Grafana Mimir Integration for Kubecost

In the standard deployment of Kubecost, Kubecost is deployed with a bundled Prometheus instance to collect and store metrics of your Kubernetes cluster. Kubecost also provides the flexibility to connect with your time series database or storage. Grafana Mimir is an open-source, horizontally scalable, highly available, multi-tenant TSDB for long-term storage for Prometheus.

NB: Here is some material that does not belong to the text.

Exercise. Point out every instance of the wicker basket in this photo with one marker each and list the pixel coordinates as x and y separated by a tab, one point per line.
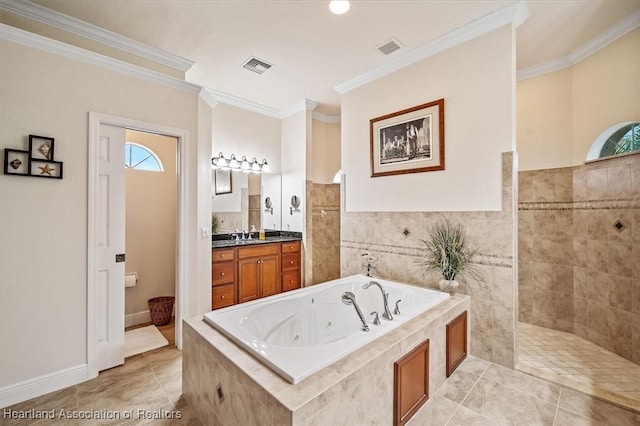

This document will show you how to integrate the Grafana Mimir with Kubecost for long-term metrics retention. In this setup, you need to use Grafana Agent to collect metrics from Kubecost and your Kubernetes cluster. The metrics will be re-written to your existing Grafana Mimir setup without an authenticating reverse proxy

Prerequisites

  • You have access to a running Kubernetes cluster
  • You have an existing Grafana Mimir setup

Step 1: Install the Grafana Agent on your cluster

Install the Grafana Agent for Kubernetes on your cluster. On the existing K8s cluster that you intend to install Kubecost, run the following commands to install the Grafana Agent to scrape the metrics from Kubecost /metrics endpoint. The script below installs the Grafana Agent with the necessary scraping configuration for Kubecost, you may want to add additional scrape configuration for your setup.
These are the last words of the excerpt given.